I looked back at the snacks in the bag. “Remove the fish one” I said. Knowing that the price of eggrolls ranged from N50 to N80 depending on where you bought them, N200 for two – one of which was a flavour unknown to me – was too much. Plus I couldn’t guarantee that these eggrolls will taste good. Looks can be deceiving. And the freshness of the products, now that it was already 2:30pm and there were only a few left in the bucket was uncertain. Wouldn’t all the oil seep down to the last remaining rolls, making them soggy from the extra grease and the accumulated heat-turned-sweat from the sun?

The doubts raised by the extra N120 was immense. Did my clothes or the fatness of my purse fool this girl into thinking it was full or money? Or did the wholesale price of flour and eggs suddenly increase in Abuja so that it translated into an extra N20 charge for an eggroll?

But I didn’t say anything. I paid with N500, and saw that I collected all her change: eight N50 notes. I wondered where the rest of her money was. But the abundance of N50s proved to me that indeed the rolls did retail at half the price. The young swindler was smart. “Thank you ma” she said, as she heaved the bucket back unto her head.
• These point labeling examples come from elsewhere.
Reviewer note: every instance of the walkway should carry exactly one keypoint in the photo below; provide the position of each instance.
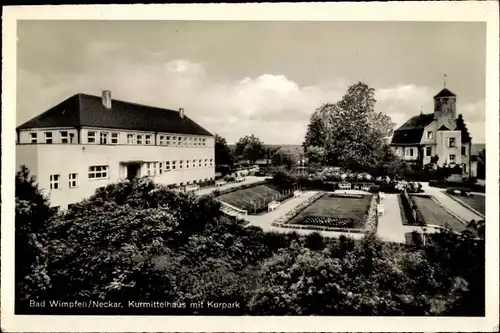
(248, 180)
(456, 208)
(264, 220)
(390, 225)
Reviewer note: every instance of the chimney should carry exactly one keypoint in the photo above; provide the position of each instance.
(106, 99)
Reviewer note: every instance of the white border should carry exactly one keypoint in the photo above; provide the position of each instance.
(486, 11)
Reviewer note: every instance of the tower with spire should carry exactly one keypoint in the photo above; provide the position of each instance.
(438, 136)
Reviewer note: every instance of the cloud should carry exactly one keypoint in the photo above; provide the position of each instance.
(274, 107)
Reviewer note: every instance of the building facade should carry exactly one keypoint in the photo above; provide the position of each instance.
(438, 137)
(87, 142)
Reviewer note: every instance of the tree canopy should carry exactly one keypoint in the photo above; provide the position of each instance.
(283, 157)
(350, 131)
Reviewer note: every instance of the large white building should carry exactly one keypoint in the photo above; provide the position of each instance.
(440, 134)
(86, 142)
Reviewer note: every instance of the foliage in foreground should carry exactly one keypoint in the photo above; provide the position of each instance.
(139, 241)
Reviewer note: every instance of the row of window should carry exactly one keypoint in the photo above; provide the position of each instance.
(105, 138)
(157, 168)
(95, 172)
(428, 151)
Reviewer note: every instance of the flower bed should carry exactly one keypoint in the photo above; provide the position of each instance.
(326, 223)
(346, 195)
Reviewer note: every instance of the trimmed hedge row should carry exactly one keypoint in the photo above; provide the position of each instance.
(412, 213)
(467, 185)
(371, 221)
(328, 221)
(217, 192)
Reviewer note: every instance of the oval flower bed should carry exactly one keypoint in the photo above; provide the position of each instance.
(328, 221)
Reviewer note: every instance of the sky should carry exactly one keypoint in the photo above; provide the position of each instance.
(261, 78)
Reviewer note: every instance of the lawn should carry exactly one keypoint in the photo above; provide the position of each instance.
(335, 212)
(433, 213)
(478, 202)
(260, 194)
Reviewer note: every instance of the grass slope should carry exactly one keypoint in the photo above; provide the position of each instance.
(337, 207)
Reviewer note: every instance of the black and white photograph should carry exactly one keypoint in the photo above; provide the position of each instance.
(192, 167)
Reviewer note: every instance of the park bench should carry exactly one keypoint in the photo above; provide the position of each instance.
(272, 205)
(191, 188)
(345, 186)
(380, 210)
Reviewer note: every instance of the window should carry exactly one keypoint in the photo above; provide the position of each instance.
(48, 137)
(98, 172)
(64, 136)
(91, 137)
(104, 138)
(73, 180)
(33, 138)
(451, 142)
(54, 182)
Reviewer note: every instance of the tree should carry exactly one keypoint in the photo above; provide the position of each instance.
(32, 216)
(249, 148)
(285, 157)
(108, 246)
(316, 155)
(352, 133)
(223, 153)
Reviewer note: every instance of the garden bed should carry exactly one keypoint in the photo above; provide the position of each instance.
(254, 199)
(346, 195)
(338, 212)
(476, 202)
(434, 214)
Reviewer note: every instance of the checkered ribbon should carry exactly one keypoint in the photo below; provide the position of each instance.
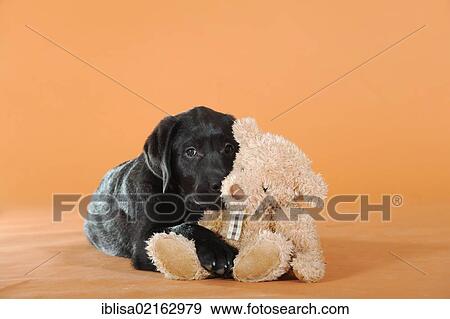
(235, 226)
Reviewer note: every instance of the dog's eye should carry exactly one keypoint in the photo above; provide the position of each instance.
(190, 152)
(229, 148)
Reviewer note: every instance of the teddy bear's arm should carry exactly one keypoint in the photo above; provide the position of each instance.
(308, 262)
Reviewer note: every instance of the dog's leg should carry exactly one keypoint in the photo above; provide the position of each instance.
(214, 254)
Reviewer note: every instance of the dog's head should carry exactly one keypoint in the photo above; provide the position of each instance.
(192, 153)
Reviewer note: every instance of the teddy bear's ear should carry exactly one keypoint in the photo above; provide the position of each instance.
(244, 129)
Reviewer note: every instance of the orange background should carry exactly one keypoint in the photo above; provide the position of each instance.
(381, 129)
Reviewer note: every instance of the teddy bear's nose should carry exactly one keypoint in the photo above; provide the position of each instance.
(237, 192)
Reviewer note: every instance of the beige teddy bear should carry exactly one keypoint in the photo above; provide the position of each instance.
(270, 178)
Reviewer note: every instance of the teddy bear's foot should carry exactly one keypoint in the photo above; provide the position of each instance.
(308, 267)
(266, 258)
(175, 256)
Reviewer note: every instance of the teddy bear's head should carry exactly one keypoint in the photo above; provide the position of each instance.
(268, 166)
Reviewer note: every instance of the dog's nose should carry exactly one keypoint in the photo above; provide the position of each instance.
(215, 187)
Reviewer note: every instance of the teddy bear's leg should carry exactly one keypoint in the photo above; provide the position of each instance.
(264, 258)
(175, 257)
(308, 262)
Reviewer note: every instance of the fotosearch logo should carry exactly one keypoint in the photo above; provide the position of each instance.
(172, 207)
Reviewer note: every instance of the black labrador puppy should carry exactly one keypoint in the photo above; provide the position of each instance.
(166, 189)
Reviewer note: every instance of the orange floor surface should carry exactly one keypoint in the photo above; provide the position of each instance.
(408, 257)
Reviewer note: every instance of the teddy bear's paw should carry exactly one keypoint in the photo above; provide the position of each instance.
(308, 268)
(175, 257)
(265, 259)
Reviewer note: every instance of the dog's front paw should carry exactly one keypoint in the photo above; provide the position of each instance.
(216, 256)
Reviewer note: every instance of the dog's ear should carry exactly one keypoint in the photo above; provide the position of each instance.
(157, 149)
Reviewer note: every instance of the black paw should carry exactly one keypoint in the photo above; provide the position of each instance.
(216, 256)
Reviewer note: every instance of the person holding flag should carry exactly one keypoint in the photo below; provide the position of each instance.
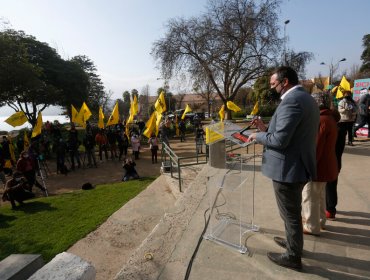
(83, 115)
(114, 117)
(73, 144)
(160, 104)
(17, 119)
(255, 109)
(221, 113)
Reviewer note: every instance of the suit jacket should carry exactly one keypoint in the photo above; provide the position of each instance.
(290, 141)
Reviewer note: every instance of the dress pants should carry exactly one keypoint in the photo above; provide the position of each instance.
(331, 197)
(289, 200)
(313, 207)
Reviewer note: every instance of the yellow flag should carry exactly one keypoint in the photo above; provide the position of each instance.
(74, 114)
(255, 109)
(135, 106)
(17, 119)
(26, 141)
(83, 115)
(150, 125)
(101, 118)
(187, 110)
(213, 136)
(158, 122)
(38, 127)
(127, 131)
(222, 113)
(343, 87)
(232, 106)
(160, 104)
(114, 117)
(177, 124)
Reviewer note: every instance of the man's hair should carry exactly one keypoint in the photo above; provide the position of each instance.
(286, 72)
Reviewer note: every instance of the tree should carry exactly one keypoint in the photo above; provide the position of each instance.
(233, 43)
(365, 56)
(144, 102)
(96, 93)
(33, 76)
(124, 107)
(203, 86)
(298, 61)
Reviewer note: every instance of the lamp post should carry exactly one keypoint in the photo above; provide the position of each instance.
(333, 68)
(285, 40)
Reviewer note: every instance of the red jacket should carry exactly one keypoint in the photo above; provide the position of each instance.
(327, 167)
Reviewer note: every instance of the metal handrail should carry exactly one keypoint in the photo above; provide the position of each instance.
(176, 160)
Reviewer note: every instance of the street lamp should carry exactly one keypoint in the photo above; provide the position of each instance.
(285, 40)
(332, 68)
(166, 87)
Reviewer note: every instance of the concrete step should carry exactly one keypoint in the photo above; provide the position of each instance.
(20, 266)
(151, 256)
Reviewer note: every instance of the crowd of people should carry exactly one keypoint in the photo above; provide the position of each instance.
(303, 147)
(73, 149)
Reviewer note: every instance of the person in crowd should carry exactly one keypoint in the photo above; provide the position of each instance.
(135, 145)
(17, 189)
(141, 125)
(331, 187)
(289, 158)
(61, 150)
(348, 112)
(112, 138)
(196, 122)
(313, 195)
(101, 140)
(165, 131)
(122, 140)
(7, 155)
(129, 170)
(153, 145)
(2, 163)
(182, 129)
(199, 139)
(89, 143)
(73, 144)
(26, 165)
(364, 113)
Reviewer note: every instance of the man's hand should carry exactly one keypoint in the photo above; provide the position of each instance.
(252, 137)
(258, 122)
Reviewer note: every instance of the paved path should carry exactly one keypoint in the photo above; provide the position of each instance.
(341, 252)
Those three words turned my displeasure into a shrug. Back at the office, I bit into the roll. It was still fresh and uncluttered by too much grease. My N100 was well spent.

My Maiguard is Getting Married
Our maiguard has one of those faces that is neither old nor young; he could be 18, he could be 38. Small in stature and speaking a dialect of Hausa that baffled us, Aminu is a good, if absent-minded guard.

I remember when he first arrived from Zaria straight to our house; he was hunched and hesitant, with overgrown hair and a furtive, haunted look in his eyes. He used to grunt to alert you to his presence, and he had a permanent scowl on his face. But after a few months with us, he became more self-assured, got regular hair-cuts, wore the clothes we gave him with pride and stood taller. He even replaced his grunts with words; it was like seeing the blossoming of a flower. Soon he started cooking for himself and made friends with the other guards in the estate, and he smiled and laughed more. Even his brand of Hausa became more familiar to us.
Yet he remained our lowly, trust-worthy Maiguard, until he told us his intentions to return to his native Zaria to get married. I was surprised. So Aminu, this young (or old, we still couldn’t ascertain his actual age-range) man who opens and closes our gate, weeds the yard, washes the cars and does other necessary work around the house for which we paid him an agreeable amount, wanted to get married?

He said that the girl had already been chosen for him by his family; she was the sister of a girl he had been dating previously, but that girl had been given out in marriage to another man when Aminu came to Abuja, so his family had accepted her sister for him.
I remember entering his messy Maiguard house to drop something for him, and on the floor was a picture of a light-skinned young woman wrapped in a red veil from head to toe. She was lying down on her side and stared blankly at the camera. So when Aminu said he’d never met his bride-to-be but had been sent her picture, my mind recalled the girl in red.

She was rather pretty, I thought. Will she be pleased with Aminu, a diminutive man/boy with a semi-permanent scowl? He told us her bride-price was N70, 000 and he’d been saving up for months for her. I wondered if N70, 000 was considered the price for a top-drawer maiden in rural Zaria.
Last week, Aminu left to get married, I could sense his excitement as he said farewell to us. But he’ll come back soon, as his family have advised him to return to Abuja after marriage because there are no jobs in their community. But he won’t be bringing his wife with him. So after a few days in Zaria, during which time he would not only meet his bride for the first time, but would have married her, he would bid farewell to his life-partner for a few months until he returned to Zaria again. Aminu will then return to us a married man.

I wondered if, nine months later, Mrs Aminu would have a baby. Would Aminu still stay on in Abuja? Will he take on more wives? Can he look after a family on his modest Maiguard wages?
All these questions cast my Maiguard in a whole new light.